Bontang (5/9). DPD LDII Bontang menggelar pengajian umum khusus bagi para ibu dan remaja putri. Pengajian tersebut mengusung tema pembinaan, perawatan, dan pengembangan kegiatan para ibu di lingkungan LDII. Kegiatan itu menjadi wadah penguatan pembinaan umat dari tingkat Pimpinan Anak Cabang (PAC), Pimpinan Cabang (PC), hingga Dewan Pimpinan Daerah (DPD) LDII Bontang.
Ustadzah Umay yang menjadi pemateri mengatakan, acara tersebut menambah ilmu dan pemahaman, sekaligus meningkatkan amal saleh para peserta.
Ia melanjutkan, salah satu indikator utama seorang perempuan menjadi istri salehah di era modern adalah memiliki pemahaman yang baik, mengenai halal dan haram. Pemahaman tersebut menjadi landasan seorang muslimah beristiqamah dalam menjaga diri, keluarga, dan lingkungan pergaulan di tengah berbagai tantangan kehidupan modern. “Para ibu perlu membangun kebiasaan positif dan menyusun sistem monitoring yang efektif agar kebiasaan tersebut dapat dilakukan secara konsisten,” ujarnya.

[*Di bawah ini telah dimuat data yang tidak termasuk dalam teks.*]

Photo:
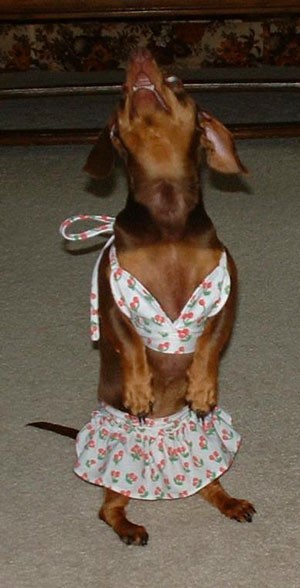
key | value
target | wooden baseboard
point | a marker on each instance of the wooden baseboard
(89, 136)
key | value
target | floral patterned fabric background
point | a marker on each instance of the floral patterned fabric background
(92, 46)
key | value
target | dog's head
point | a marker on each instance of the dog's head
(158, 128)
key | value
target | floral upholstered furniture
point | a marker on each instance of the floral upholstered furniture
(95, 37)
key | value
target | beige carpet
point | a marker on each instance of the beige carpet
(50, 535)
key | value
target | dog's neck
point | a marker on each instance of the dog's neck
(172, 208)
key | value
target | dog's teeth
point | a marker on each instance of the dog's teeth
(150, 87)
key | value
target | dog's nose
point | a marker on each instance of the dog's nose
(141, 55)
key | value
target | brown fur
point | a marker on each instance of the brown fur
(166, 240)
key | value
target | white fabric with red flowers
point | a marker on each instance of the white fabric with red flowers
(169, 457)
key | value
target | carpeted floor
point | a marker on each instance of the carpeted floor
(50, 532)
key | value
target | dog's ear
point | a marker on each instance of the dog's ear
(219, 143)
(101, 159)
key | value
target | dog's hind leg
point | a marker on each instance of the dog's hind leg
(233, 508)
(113, 513)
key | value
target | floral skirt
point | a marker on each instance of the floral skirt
(170, 457)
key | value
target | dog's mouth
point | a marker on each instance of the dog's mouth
(144, 84)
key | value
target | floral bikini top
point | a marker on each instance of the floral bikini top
(151, 322)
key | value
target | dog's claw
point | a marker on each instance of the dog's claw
(200, 414)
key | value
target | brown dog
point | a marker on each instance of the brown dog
(165, 239)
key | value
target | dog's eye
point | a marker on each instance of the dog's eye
(176, 85)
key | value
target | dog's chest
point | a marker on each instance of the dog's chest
(170, 273)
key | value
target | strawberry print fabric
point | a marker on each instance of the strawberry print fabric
(136, 302)
(152, 323)
(163, 458)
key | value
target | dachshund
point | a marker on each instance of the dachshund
(165, 242)
(165, 239)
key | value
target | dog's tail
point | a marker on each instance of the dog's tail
(55, 428)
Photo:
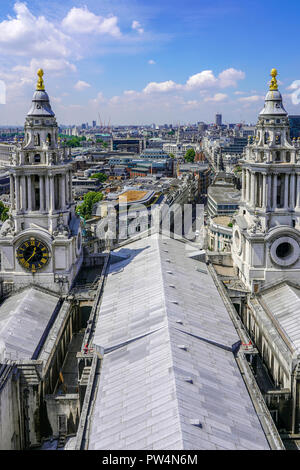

Ia menekankan sejumlah kebiasaan positif yang perlu terus dipelihara, di antaranya gemar mengaji, senang mendengarkan nasihat, serta mampu menjaga pergaulan.
Lebih lanjut, Umay juga mengajak para ibu membangun support system dalam keluarga, khususnya antara suami dan istri. Menurutnya, hubungan yang saling mendukung akan membantu keduanya dalam menjalankan kehidupan rumah tangga. “Pahami kembali tujuan awal pernikahan, yaitu menyempurnakan ibadah dan membentuk keluarga yang sakinah, mawaddah, warahmah,” jelasnya.
Ia juga mengingatkan pentingnya pasutri memahami hak dan kewajiban akan peran masing-masing mengutip Al Quran Surat Ar-Rum ayat 21. Umay mengaku bersyukur, bangga, sekaligus terharu melihat antusiasme dan dinamika para peserta selama kegiatan berlangsung. “Saya sangat bersyukur, bangga, sekaligus terharu bisa bertatap muka secara langsung dengan ibu-ibu dan generus putri Bontang yang luar biasa antusias mengikuti kegiatan ini,” ungkapnya.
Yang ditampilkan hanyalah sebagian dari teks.